Multi-Core Parallelism
====

In [1]:
%matplotlib inline
import matplotlib.pyplot as plt
import numpy as np
import os

In [2]:
from concurrent.futures import ThreadPoolExecutor, ProcessPoolExecutor
import multiprocessing as mp
from multiprocessing import Pool, Value, Array
import time

Vanilla Python
----

In [3]:
def mc_pi(n):
    s = 0
    for i in range(n):
        x = np.random.uniform(-1, 1)
        y = np.random.uniform(-1, 1)
        if (x**2 + y**2) < 1:
            s += 1
    return 4*s/n

In [4]:
%%time

mc_pi(int(1e5))

CPU times: user 584 ms, sys: 4 ms, total: 588 ms
Wall time: 587 ms


3.14364

In [5]:
%%time

res = [mc_pi(int(1e5)) for i in range(10)]

CPU times: user 6.02 s, sys: 8 ms, total: 6.03 s
Wall time: 6.03 s


The `concurrent.futures` module
----

Concurrent processes are processes that will return the same results regardless of the order in which they were executed.
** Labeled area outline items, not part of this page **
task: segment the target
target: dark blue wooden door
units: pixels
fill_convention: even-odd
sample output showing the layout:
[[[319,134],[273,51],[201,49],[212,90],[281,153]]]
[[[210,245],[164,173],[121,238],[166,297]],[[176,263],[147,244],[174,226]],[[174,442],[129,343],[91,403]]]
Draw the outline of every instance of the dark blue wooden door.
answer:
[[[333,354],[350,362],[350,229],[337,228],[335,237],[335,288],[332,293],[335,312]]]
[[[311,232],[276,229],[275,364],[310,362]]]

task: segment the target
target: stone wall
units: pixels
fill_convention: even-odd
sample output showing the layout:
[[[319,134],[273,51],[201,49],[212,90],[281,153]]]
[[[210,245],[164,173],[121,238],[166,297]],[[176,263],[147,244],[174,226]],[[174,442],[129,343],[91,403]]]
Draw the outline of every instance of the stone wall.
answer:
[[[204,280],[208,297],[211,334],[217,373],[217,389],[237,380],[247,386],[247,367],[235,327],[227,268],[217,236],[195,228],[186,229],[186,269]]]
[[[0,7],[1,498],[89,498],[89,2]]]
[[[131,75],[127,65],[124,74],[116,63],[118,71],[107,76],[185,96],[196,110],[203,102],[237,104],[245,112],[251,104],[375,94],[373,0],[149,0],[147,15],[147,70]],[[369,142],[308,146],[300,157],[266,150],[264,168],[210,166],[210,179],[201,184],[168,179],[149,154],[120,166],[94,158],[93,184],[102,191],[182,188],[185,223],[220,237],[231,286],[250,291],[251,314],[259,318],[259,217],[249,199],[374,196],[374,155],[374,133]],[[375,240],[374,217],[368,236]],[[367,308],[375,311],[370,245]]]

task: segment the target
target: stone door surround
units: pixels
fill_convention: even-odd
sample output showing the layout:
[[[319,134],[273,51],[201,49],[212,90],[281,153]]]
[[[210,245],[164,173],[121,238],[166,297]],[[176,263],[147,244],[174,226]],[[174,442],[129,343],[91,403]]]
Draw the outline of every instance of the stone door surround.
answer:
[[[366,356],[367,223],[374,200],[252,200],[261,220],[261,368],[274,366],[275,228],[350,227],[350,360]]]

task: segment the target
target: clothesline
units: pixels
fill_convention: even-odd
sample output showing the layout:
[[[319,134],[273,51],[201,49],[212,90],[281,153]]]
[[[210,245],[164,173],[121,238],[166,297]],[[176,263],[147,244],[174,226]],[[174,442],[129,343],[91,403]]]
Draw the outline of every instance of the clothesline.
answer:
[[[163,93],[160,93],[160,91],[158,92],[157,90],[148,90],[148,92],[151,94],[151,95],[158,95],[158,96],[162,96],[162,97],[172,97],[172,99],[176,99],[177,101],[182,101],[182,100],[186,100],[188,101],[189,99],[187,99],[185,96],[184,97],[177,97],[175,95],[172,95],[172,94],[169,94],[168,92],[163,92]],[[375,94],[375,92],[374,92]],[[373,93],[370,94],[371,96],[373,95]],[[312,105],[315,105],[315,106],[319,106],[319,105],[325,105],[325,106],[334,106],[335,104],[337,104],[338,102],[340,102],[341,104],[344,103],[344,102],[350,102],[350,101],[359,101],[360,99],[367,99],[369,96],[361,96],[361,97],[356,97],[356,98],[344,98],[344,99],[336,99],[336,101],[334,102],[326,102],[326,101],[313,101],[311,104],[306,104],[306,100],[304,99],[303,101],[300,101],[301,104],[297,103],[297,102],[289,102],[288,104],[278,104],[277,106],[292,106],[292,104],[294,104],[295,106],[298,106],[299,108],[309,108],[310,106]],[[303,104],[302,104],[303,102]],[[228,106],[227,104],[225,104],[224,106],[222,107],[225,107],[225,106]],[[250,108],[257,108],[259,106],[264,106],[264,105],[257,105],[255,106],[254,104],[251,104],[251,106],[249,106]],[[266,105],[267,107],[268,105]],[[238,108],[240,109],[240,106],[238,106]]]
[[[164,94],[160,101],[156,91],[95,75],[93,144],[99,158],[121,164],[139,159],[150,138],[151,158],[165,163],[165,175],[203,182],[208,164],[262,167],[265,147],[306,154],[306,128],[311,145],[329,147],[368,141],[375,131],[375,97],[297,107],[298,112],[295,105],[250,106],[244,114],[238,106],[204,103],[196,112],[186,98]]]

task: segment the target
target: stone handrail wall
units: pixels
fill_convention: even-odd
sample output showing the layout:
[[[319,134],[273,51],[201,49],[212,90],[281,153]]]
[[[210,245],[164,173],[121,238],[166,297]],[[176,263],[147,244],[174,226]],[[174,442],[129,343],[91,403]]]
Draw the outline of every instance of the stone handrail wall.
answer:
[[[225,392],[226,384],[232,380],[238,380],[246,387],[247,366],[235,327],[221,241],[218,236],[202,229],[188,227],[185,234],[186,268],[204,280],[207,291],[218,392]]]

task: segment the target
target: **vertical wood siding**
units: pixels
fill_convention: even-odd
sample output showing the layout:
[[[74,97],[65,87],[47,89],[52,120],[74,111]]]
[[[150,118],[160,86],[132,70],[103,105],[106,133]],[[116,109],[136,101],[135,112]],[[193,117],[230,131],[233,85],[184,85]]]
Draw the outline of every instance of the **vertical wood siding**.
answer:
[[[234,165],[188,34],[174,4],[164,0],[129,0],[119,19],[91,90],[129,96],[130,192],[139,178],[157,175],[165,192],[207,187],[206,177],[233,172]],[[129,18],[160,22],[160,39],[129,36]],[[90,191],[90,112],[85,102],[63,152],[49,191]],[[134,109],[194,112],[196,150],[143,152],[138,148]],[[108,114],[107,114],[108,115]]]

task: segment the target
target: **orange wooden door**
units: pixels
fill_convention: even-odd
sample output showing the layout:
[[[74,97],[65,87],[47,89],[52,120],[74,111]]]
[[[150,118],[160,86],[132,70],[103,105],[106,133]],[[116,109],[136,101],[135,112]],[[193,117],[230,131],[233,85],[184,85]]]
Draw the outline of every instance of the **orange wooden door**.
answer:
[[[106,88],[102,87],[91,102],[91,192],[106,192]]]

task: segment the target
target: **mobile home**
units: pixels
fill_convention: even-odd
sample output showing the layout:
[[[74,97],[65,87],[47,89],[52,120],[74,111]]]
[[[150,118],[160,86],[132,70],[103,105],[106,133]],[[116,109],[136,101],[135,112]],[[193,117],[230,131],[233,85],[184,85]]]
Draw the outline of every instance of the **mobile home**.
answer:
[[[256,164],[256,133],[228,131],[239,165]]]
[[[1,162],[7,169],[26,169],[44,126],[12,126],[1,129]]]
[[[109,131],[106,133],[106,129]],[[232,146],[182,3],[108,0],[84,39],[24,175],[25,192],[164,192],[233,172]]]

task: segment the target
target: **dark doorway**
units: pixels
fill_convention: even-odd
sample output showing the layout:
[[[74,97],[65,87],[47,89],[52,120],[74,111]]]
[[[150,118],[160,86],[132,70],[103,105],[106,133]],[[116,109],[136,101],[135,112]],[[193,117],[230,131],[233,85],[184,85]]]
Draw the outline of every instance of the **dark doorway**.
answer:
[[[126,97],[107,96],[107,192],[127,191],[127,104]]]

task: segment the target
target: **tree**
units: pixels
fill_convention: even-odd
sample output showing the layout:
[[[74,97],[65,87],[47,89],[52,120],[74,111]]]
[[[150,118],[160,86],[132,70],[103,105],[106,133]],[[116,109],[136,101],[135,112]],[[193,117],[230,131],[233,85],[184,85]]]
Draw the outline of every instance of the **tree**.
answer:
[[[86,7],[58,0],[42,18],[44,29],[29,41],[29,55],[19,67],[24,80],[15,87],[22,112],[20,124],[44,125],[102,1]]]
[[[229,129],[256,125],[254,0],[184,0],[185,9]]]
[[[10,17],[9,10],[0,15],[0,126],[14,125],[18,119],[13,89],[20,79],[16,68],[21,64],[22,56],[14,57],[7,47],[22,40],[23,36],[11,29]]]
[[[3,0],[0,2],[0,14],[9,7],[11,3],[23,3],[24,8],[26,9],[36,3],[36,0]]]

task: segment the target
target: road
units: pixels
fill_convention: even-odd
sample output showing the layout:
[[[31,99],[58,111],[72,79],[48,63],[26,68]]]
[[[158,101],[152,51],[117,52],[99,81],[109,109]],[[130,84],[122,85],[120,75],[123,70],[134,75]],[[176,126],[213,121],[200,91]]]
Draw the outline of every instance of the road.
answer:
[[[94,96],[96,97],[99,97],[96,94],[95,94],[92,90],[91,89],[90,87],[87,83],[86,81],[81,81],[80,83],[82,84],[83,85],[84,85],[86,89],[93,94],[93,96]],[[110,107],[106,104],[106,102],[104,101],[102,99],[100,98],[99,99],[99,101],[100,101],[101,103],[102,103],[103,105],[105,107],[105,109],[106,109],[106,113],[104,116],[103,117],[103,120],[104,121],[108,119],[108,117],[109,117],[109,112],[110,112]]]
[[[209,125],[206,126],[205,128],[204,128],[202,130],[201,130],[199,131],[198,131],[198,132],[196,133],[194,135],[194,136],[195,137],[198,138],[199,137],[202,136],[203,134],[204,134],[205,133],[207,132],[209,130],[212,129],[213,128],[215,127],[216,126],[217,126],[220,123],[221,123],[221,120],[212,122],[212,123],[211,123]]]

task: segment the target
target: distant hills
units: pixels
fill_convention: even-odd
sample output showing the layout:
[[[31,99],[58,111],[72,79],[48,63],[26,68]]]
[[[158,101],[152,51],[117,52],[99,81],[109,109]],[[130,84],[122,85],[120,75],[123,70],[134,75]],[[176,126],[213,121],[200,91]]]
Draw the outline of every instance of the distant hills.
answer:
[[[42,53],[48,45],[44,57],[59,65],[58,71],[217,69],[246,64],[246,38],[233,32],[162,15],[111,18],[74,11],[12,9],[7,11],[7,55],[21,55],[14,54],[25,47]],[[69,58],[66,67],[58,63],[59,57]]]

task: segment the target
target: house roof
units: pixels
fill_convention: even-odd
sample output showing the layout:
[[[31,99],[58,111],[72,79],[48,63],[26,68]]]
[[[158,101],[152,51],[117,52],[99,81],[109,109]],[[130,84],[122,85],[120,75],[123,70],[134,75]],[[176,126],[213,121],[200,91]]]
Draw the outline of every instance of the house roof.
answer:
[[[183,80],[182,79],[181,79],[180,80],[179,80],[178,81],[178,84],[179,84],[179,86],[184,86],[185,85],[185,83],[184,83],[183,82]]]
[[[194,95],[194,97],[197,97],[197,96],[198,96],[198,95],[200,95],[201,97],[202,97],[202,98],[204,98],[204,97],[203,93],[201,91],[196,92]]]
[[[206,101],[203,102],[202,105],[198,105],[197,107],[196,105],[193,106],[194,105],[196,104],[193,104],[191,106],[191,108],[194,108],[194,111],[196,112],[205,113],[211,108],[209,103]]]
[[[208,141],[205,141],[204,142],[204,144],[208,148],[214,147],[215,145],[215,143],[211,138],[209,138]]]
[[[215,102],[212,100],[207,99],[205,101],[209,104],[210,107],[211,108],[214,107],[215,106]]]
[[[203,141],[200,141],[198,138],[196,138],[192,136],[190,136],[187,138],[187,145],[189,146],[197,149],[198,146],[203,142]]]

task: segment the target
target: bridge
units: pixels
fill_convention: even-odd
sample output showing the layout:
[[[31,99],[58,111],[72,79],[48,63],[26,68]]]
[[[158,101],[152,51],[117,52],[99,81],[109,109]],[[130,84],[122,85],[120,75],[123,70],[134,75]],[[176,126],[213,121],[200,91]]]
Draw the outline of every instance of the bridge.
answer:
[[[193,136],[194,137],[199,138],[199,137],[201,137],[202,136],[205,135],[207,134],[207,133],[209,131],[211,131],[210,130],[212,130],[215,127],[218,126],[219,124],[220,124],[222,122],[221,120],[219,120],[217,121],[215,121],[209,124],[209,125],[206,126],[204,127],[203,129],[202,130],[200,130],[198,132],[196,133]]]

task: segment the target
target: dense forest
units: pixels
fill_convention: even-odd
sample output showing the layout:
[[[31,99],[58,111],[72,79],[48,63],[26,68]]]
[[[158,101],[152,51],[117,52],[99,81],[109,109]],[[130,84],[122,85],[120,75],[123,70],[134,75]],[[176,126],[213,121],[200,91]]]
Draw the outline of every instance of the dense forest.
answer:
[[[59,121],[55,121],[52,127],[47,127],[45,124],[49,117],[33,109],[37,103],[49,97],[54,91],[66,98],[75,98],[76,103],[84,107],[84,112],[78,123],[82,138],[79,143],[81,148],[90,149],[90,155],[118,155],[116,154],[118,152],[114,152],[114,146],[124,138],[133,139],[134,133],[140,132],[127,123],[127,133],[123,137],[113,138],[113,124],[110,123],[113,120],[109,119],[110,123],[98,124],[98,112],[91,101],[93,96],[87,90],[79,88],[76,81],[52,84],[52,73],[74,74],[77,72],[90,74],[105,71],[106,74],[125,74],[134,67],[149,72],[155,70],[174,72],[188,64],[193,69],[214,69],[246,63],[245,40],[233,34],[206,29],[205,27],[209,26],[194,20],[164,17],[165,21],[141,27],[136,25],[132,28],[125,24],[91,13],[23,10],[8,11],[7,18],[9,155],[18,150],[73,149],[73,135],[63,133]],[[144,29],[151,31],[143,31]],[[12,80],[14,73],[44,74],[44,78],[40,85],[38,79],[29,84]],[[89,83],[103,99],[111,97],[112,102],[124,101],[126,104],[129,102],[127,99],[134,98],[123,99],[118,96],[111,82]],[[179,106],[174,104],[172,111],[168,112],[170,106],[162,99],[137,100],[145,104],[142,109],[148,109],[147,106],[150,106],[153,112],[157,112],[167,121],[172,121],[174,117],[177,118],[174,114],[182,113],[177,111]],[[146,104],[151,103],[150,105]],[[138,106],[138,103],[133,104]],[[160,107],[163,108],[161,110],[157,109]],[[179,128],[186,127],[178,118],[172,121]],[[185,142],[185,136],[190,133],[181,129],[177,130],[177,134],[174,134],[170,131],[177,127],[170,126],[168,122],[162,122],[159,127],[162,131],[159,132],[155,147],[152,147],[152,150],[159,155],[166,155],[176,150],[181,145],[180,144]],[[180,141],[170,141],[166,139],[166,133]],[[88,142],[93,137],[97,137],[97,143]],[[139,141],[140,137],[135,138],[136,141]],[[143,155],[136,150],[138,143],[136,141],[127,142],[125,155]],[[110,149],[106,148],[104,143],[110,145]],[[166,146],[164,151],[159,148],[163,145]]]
A "future" is something that will return a result sometime in the future.  The `concurrent.futures` module provides an event handler, which can be fed functions to be scheduled for future execution. This provides us with a simple model for parallel execution on a multi-core machine.

While concurrent futures provide a simpler interface, it is slower and less flexible when compared with using `multiprocessing` for parallel execution.

Using processes in parallel with `ProcessPoolExecutor`
----

We get a linear speedup as expected.

In [6]:
%%time

with ProcessPoolExecutor(max_workers=4) as pool:
    res = pool.map(mc_pi, [int(1e5) for i in range(10)])

CPU times: user 32 ms, sys: 36 ms, total: 68 ms
Wall time: 1.87 s


In [7]:
np.array(list(res))

array([3.14444, 3.14444, 3.14444, 3.14444, 3.14568, 3.14568, 3.14568,
       3.14568, 3.14292, 3.14292])

### When you have many jobs

The `futures` object gives fine control over the process, such as adding callbacks and canceling a submitted job, but is computationally expensive. We can use the `chunksize` argument to reduce this cost when submitting many jobs - this specifies the number of tasks to be given to a worker at a time. A detailed explanation of `chunksize` is provided [here](https://stackoverflow.com/questions/53751050/python-multiprocessing-understanding-logic-behind-chunksize)

#### Using default `chunksize `

The total amount of computation whether you have 10 jobs of size 10,000,000 or 10,000 jobs of size 10,000 is essentially the same, so we would expect them both to take about the same amount of time, but this is not true due to the overhead described above.

In [8]:
%%time

with ProcessPoolExecutor(max_workers=4) as pool:
    res = pool.map(mc_pi, [int(1e2) for i in range(int(1e4))])

CPU times: user 3.59 s, sys: 1.96 s, total: 5.55 s
Wall time: 3.36 s


#### Using `chunksize` of 100

In [9]:
%%time

with ProcessPoolExecutor(max_workers=4) as pool:
    res = pool.map(mc_pi, [int(1e2) for i in range(int(1e4))], chunksize=100)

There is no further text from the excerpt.